2

I have a somewhat expensive function to transform a big amount of data. Running this sequentially will take a lot of time, so I tried parallelizing it, but the result is all wrong. I want to change the elements of a numpy array using a parallelized function.

I've read Python map function, passing by reference/value?, but this solution is not applicable to the parralel version.

I've just been experiencing with Python for about a month or so, so maybe I'm asking something silly.

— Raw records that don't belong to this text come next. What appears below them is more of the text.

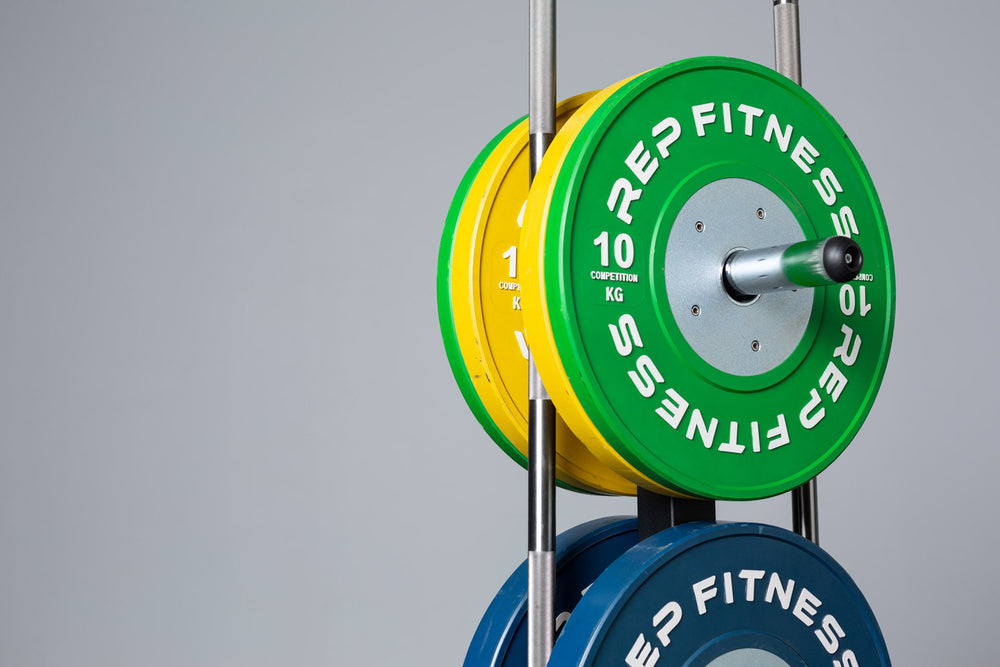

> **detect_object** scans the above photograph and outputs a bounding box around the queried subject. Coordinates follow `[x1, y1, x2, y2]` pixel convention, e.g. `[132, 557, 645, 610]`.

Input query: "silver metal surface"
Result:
[774, 0, 802, 85]
[528, 400, 556, 551]
[664, 178, 814, 377]
[723, 239, 837, 296]
[528, 0, 556, 135]
[792, 477, 819, 546]
[527, 0, 556, 667]
[528, 551, 556, 667]
[774, 0, 819, 545]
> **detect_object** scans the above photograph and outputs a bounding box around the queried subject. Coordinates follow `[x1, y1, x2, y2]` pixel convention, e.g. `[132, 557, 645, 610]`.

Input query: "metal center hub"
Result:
[664, 178, 814, 377]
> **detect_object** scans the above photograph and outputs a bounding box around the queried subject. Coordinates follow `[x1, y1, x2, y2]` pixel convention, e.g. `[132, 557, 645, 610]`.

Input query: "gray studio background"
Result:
[0, 0, 1000, 667]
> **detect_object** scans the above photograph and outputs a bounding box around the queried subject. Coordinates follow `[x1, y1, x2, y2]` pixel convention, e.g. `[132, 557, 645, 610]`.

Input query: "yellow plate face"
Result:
[520, 77, 687, 497]
[451, 91, 635, 495]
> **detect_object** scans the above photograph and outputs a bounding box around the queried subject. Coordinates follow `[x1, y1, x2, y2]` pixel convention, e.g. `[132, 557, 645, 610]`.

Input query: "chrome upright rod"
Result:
[528, 0, 556, 667]
[774, 0, 819, 545]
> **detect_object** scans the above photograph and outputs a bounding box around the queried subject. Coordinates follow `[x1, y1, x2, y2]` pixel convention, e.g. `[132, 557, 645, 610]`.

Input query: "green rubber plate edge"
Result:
[436, 116, 591, 495]
[542, 56, 896, 500]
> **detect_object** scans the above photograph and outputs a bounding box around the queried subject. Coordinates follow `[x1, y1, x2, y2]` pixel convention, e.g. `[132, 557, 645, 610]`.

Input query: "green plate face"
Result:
[540, 58, 895, 499]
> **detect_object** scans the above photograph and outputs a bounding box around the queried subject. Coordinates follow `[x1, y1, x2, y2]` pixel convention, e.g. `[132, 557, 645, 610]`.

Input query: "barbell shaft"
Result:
[722, 236, 864, 297]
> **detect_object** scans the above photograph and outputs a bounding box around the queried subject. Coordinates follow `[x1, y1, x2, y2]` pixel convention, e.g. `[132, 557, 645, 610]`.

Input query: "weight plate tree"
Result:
[464, 517, 637, 667]
[437, 84, 635, 495]
[549, 522, 890, 667]
[520, 58, 895, 500]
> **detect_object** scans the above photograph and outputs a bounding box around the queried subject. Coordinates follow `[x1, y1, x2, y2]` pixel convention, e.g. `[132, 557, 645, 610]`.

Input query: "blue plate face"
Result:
[549, 522, 890, 667]
[464, 517, 638, 667]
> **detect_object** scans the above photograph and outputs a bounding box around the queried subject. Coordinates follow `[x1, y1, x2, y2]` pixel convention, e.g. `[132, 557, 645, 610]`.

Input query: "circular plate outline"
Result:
[463, 516, 638, 667]
[438, 84, 635, 495]
[549, 521, 891, 667]
[522, 58, 895, 500]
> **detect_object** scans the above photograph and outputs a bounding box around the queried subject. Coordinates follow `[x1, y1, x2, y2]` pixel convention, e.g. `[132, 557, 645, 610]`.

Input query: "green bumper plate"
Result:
[524, 58, 895, 499]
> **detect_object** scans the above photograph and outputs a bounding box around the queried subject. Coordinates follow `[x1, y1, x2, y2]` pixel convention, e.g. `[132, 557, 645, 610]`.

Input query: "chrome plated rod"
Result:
[774, 0, 802, 86]
[528, 0, 556, 667]
[722, 236, 864, 298]
[774, 0, 819, 545]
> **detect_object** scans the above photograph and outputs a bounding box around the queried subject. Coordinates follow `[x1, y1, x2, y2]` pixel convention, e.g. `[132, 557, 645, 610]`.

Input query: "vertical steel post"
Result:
[774, 0, 819, 545]
[528, 0, 556, 667]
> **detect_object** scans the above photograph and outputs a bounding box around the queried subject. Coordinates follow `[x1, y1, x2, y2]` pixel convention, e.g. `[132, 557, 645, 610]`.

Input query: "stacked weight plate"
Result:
[438, 58, 895, 667]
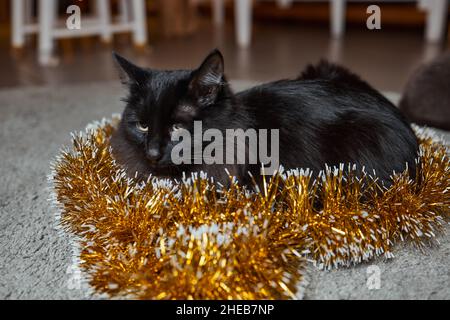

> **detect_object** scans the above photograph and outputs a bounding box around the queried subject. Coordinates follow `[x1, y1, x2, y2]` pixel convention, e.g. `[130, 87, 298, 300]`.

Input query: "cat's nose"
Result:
[146, 148, 161, 162]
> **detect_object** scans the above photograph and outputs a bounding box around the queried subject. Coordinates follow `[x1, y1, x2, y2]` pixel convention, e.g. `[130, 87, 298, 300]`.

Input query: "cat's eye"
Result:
[136, 122, 148, 132]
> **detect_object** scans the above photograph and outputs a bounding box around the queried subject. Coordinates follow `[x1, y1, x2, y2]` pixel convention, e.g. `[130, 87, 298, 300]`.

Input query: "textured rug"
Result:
[0, 82, 450, 299]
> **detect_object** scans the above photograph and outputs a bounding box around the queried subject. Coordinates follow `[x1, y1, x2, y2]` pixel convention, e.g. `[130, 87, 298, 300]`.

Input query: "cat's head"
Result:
[114, 50, 232, 166]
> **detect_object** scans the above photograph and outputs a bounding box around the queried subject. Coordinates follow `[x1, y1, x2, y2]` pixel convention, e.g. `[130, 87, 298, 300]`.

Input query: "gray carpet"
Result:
[0, 83, 450, 299]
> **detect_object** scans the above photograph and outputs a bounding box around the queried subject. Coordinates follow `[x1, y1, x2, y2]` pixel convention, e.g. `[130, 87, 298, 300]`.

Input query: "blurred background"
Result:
[0, 0, 449, 92]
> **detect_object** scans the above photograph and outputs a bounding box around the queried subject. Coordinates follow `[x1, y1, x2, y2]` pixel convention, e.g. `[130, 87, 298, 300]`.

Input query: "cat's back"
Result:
[237, 60, 403, 121]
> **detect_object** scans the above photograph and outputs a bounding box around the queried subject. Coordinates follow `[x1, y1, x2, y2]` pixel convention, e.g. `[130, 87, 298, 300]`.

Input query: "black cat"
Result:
[111, 50, 418, 185]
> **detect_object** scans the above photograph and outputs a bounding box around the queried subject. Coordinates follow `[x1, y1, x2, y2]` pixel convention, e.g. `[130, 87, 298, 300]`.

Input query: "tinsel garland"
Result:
[50, 119, 450, 299]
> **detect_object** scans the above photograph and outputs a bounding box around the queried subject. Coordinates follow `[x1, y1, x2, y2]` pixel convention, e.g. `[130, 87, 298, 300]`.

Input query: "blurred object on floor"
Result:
[158, 0, 198, 38]
[213, 0, 448, 47]
[400, 51, 450, 130]
[0, 17, 443, 92]
[11, 0, 147, 65]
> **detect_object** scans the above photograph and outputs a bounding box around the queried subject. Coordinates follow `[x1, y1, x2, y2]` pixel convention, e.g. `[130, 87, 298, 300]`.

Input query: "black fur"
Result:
[111, 50, 418, 185]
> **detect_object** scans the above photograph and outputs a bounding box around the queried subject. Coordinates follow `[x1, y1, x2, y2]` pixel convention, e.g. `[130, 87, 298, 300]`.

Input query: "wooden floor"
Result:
[0, 20, 448, 91]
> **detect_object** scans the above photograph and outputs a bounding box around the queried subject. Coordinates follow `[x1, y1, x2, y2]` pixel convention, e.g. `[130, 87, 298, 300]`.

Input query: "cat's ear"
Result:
[113, 52, 147, 84]
[189, 49, 224, 104]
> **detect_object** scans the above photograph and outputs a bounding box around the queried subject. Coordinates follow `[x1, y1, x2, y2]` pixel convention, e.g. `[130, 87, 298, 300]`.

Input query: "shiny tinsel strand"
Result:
[51, 119, 450, 299]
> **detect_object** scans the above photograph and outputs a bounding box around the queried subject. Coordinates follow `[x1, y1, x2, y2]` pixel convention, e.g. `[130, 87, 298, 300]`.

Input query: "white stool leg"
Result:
[119, 0, 130, 23]
[96, 0, 112, 43]
[11, 0, 25, 48]
[39, 0, 56, 65]
[213, 0, 225, 26]
[234, 0, 253, 47]
[330, 0, 346, 37]
[132, 0, 147, 47]
[425, 0, 448, 42]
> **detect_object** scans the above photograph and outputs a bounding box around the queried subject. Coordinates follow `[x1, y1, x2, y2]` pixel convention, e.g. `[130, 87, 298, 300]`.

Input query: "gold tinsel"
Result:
[51, 119, 450, 299]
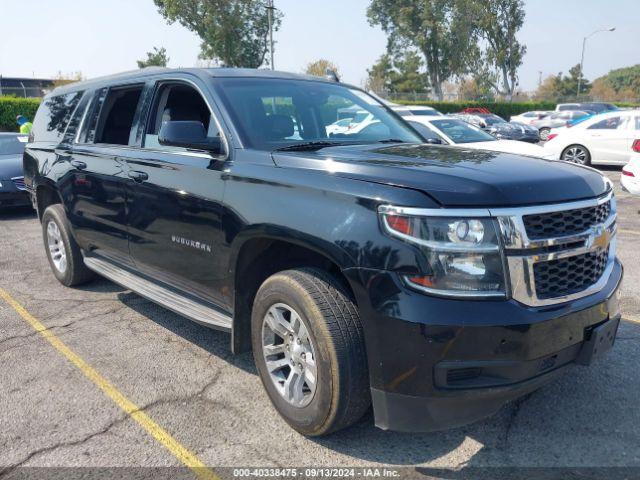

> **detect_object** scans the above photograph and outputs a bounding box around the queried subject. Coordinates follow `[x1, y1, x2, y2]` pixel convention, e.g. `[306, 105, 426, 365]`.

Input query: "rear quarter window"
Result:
[31, 92, 82, 143]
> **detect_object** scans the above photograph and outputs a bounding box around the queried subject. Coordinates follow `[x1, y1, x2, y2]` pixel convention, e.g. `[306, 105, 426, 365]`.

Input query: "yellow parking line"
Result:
[618, 228, 640, 236]
[0, 288, 218, 480]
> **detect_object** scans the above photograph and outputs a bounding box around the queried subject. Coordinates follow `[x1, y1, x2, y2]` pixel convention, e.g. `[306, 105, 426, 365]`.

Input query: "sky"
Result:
[0, 0, 640, 91]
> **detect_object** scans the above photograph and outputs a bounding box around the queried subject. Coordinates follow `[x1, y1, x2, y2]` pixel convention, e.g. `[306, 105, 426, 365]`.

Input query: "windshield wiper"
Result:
[274, 140, 350, 152]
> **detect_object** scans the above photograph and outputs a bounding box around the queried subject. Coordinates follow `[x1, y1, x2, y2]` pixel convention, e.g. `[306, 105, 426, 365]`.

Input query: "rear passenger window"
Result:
[32, 92, 83, 143]
[144, 83, 220, 151]
[90, 85, 143, 145]
[589, 117, 624, 130]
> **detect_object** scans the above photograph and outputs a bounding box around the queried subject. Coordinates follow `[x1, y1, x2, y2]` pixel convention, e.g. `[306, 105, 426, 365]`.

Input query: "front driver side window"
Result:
[143, 83, 220, 151]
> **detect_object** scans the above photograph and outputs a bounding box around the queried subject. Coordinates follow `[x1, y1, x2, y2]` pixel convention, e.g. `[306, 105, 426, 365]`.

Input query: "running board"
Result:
[84, 257, 233, 331]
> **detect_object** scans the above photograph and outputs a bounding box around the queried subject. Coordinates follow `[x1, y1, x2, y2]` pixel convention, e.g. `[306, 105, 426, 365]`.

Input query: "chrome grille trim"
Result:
[491, 192, 617, 307]
[378, 190, 617, 307]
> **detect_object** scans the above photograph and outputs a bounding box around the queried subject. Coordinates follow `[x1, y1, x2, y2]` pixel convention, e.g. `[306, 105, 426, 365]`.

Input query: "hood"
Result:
[458, 140, 547, 157]
[273, 144, 609, 207]
[0, 155, 24, 180]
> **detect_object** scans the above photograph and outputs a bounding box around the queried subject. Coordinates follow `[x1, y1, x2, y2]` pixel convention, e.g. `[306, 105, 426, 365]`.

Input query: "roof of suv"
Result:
[50, 67, 351, 95]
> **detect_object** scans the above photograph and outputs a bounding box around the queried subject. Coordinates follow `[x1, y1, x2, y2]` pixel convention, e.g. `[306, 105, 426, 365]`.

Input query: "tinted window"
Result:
[32, 92, 82, 143]
[94, 86, 142, 145]
[144, 83, 220, 151]
[215, 78, 422, 150]
[589, 117, 623, 130]
[80, 88, 107, 143]
[0, 134, 27, 155]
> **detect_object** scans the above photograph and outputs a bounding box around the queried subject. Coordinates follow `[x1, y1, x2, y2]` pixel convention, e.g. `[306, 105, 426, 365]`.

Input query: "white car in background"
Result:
[389, 105, 443, 117]
[620, 146, 640, 195]
[544, 110, 640, 165]
[509, 110, 553, 125]
[404, 115, 551, 158]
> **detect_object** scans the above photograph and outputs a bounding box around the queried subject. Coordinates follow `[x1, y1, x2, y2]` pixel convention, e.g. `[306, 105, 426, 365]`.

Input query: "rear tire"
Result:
[560, 145, 591, 165]
[251, 268, 371, 436]
[42, 204, 95, 287]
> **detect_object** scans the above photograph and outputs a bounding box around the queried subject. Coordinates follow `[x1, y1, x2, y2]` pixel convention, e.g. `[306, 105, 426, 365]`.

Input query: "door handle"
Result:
[69, 160, 87, 170]
[128, 170, 149, 183]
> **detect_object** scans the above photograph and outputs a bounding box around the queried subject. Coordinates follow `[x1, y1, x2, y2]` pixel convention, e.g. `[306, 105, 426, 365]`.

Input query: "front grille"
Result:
[11, 177, 27, 190]
[533, 248, 609, 299]
[522, 202, 611, 240]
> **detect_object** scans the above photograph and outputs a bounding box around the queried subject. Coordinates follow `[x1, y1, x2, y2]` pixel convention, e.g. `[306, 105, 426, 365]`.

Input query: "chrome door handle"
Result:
[69, 160, 87, 170]
[128, 170, 149, 183]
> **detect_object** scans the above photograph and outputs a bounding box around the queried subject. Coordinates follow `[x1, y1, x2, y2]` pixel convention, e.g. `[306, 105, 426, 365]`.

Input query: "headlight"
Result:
[380, 207, 506, 297]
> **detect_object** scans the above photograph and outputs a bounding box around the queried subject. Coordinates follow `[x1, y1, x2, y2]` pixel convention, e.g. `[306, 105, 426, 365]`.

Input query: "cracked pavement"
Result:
[0, 168, 640, 470]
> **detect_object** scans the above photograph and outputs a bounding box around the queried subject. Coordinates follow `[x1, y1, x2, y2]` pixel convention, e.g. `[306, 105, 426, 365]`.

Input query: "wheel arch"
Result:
[35, 182, 64, 221]
[229, 230, 356, 353]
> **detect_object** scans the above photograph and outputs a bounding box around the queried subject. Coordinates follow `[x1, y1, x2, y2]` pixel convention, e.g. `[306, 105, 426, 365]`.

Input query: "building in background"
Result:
[0, 75, 54, 98]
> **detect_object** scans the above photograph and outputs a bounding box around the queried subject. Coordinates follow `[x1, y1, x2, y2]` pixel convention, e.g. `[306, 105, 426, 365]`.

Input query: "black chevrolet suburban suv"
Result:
[24, 69, 622, 435]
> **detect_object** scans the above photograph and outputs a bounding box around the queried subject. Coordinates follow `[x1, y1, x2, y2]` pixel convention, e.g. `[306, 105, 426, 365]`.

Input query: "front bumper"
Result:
[348, 260, 622, 431]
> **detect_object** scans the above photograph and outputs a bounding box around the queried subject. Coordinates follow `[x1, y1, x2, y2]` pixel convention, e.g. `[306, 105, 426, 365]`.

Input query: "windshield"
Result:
[215, 77, 422, 151]
[431, 119, 497, 143]
[0, 135, 27, 155]
[411, 109, 440, 117]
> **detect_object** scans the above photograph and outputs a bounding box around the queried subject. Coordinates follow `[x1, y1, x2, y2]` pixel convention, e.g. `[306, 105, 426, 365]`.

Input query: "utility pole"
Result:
[267, 0, 275, 70]
[576, 27, 616, 99]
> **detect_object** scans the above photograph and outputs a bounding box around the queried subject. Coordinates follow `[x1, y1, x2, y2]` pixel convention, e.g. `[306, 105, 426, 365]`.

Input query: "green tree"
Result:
[591, 64, 640, 101]
[138, 47, 169, 68]
[367, 0, 473, 100]
[304, 58, 340, 78]
[366, 50, 429, 93]
[365, 53, 393, 94]
[393, 50, 429, 93]
[536, 64, 591, 100]
[465, 0, 528, 100]
[154, 0, 282, 68]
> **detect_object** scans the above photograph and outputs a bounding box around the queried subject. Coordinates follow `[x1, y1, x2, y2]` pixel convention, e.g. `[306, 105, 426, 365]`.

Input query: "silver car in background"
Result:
[531, 110, 593, 142]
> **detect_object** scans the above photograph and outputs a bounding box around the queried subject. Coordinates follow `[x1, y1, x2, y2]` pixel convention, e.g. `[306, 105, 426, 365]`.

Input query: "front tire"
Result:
[560, 145, 591, 165]
[251, 268, 371, 436]
[42, 204, 94, 287]
[540, 128, 551, 142]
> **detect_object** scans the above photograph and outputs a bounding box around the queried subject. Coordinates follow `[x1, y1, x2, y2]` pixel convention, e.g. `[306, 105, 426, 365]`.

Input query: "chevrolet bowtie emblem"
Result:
[587, 225, 611, 250]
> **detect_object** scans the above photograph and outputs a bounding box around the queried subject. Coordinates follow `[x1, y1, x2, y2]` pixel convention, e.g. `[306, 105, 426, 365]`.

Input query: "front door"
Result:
[62, 85, 143, 263]
[127, 81, 227, 306]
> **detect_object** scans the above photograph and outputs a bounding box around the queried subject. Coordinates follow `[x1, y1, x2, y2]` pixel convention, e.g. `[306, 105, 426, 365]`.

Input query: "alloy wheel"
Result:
[562, 147, 587, 165]
[47, 220, 67, 273]
[262, 303, 318, 407]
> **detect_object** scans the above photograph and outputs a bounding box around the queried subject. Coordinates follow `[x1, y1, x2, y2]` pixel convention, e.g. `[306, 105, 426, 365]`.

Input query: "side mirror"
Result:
[158, 120, 222, 154]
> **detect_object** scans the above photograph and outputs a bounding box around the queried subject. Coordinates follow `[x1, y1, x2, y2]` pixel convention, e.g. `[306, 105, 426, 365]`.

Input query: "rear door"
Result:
[66, 83, 144, 264]
[127, 77, 229, 306]
[585, 115, 633, 164]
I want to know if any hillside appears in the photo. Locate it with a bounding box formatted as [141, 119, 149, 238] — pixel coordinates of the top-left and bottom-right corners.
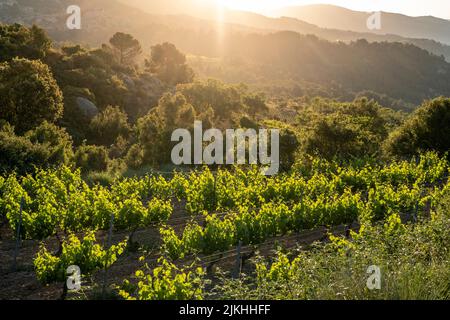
[0, 0, 450, 61]
[274, 5, 450, 44]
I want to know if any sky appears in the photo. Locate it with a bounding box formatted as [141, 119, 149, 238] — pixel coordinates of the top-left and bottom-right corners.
[216, 0, 450, 19]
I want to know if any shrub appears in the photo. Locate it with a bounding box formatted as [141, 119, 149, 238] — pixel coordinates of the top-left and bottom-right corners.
[75, 145, 110, 172]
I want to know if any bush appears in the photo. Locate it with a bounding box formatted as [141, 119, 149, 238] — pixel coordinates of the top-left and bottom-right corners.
[75, 145, 110, 172]
[126, 144, 144, 169]
[385, 97, 450, 157]
[89, 106, 131, 146]
[0, 122, 73, 174]
[0, 58, 63, 133]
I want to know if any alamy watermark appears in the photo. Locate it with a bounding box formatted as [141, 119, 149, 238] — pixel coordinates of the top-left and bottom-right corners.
[366, 266, 381, 290]
[366, 11, 381, 30]
[66, 5, 81, 30]
[171, 121, 280, 176]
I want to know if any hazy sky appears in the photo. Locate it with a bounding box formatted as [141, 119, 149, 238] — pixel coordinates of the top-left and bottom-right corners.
[219, 0, 450, 19]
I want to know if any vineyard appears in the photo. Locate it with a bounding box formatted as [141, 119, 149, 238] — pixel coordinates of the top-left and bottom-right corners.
[0, 153, 450, 299]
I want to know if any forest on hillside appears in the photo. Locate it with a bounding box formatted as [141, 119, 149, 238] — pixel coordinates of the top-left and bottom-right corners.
[0, 19, 450, 300]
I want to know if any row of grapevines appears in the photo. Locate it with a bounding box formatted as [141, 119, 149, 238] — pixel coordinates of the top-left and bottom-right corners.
[119, 258, 206, 300]
[0, 168, 173, 239]
[34, 231, 127, 284]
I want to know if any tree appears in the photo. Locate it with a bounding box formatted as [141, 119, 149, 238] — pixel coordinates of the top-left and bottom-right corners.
[89, 106, 131, 146]
[0, 122, 73, 174]
[109, 32, 142, 64]
[0, 23, 52, 62]
[0, 58, 64, 133]
[146, 42, 194, 86]
[75, 145, 110, 172]
[136, 111, 170, 164]
[385, 97, 450, 157]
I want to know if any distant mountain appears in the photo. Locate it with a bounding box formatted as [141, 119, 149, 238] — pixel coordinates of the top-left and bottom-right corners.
[120, 0, 450, 61]
[0, 0, 450, 61]
[0, 0, 450, 104]
[274, 5, 450, 44]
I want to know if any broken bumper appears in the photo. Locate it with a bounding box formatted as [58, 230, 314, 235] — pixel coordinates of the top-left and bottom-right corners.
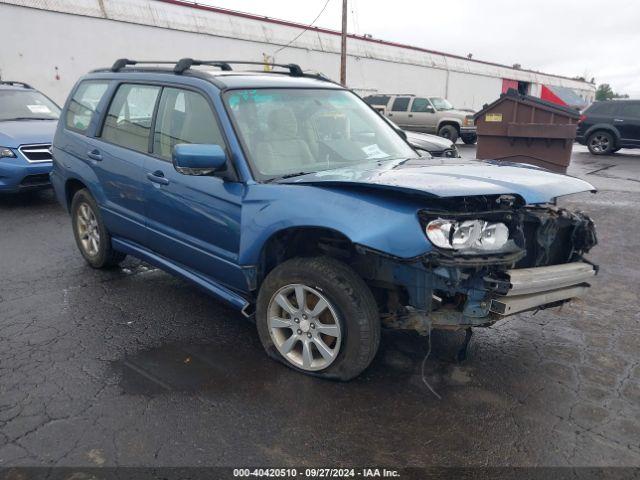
[487, 262, 597, 316]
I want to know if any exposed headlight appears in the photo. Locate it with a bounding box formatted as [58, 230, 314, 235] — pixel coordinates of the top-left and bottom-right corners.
[426, 218, 509, 251]
[0, 147, 16, 158]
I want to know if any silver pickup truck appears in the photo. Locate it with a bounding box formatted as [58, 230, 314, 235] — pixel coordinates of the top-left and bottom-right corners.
[364, 94, 477, 144]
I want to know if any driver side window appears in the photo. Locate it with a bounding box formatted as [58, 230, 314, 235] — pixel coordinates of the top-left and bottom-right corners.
[153, 87, 225, 161]
[411, 98, 432, 113]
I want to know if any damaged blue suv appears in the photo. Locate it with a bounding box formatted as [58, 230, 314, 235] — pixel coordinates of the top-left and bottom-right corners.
[51, 59, 596, 380]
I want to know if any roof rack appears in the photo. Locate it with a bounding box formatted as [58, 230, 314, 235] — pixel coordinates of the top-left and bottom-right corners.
[0, 80, 33, 89]
[111, 58, 304, 77]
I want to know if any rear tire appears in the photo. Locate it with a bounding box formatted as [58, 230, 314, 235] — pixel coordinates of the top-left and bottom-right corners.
[438, 125, 458, 143]
[587, 130, 615, 155]
[256, 257, 380, 381]
[71, 188, 126, 268]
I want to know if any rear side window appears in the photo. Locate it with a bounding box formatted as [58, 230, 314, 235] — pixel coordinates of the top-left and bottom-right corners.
[364, 95, 391, 106]
[585, 102, 618, 116]
[153, 88, 225, 160]
[620, 102, 640, 118]
[102, 84, 160, 153]
[411, 98, 431, 113]
[391, 97, 411, 112]
[65, 80, 109, 133]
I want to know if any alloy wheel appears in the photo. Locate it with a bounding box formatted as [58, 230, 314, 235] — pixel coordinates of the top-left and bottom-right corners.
[267, 284, 342, 371]
[76, 202, 100, 257]
[589, 133, 610, 153]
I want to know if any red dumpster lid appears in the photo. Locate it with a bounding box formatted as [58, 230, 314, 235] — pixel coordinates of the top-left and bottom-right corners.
[473, 88, 580, 120]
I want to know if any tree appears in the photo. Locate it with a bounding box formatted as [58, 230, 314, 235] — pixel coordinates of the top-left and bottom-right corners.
[596, 83, 629, 101]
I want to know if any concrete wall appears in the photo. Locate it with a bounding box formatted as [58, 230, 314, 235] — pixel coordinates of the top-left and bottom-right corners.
[0, 0, 595, 109]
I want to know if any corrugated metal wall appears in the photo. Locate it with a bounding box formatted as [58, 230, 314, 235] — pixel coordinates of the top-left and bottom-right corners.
[0, 0, 595, 109]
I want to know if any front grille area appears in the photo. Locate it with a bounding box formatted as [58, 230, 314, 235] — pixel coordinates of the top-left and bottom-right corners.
[516, 209, 598, 268]
[18, 143, 52, 163]
[20, 173, 49, 187]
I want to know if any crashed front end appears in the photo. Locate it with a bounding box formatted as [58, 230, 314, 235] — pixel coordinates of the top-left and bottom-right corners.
[359, 195, 598, 333]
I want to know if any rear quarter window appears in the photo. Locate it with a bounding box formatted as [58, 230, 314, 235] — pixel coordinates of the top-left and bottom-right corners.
[65, 80, 109, 133]
[585, 102, 618, 117]
[391, 97, 411, 112]
[620, 102, 640, 118]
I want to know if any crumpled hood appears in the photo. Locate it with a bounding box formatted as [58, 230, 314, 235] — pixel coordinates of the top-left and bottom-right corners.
[0, 120, 58, 148]
[278, 159, 595, 204]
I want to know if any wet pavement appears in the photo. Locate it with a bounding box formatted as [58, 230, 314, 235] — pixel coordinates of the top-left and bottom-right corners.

This is a simple example of what I'm trying to do.

import numpy as np 
import multiprocessing

globalData = np.array([1, 2, 3, 4, 5, 6, 7, 8])

def add(i): 
    global globalData
    globalData[i] += 1


pool = multiprocessing.Pool(8)
globalData = pool.map(add, range(8))
pool.close()
pool.join()
print("Global data:", globalData)

I expected the ouput to be [2, 3, 4, 5, 6, 7, 8, 9], as it would be had I executed

for i in range(8):
    add(i)

but instead I get

[1, 2, 3, 4, 5, 6, 7, 8]

Thank you for any assistance.

Edit: This was my original problem, a not-so-minimum working example.

sample_size = 100

pca_sample = np.randon.rand(sample_size, sample_size)

def knl(x, y):
    #Just as an example
    return sin(x+y)

K_matrix = np.zeros((sample_size, sample_size))
for i in range(sample_size):
    for j in range(sample_size):
        K_matrix[i][j] = knl(pca_sample[i], pca_sample[j])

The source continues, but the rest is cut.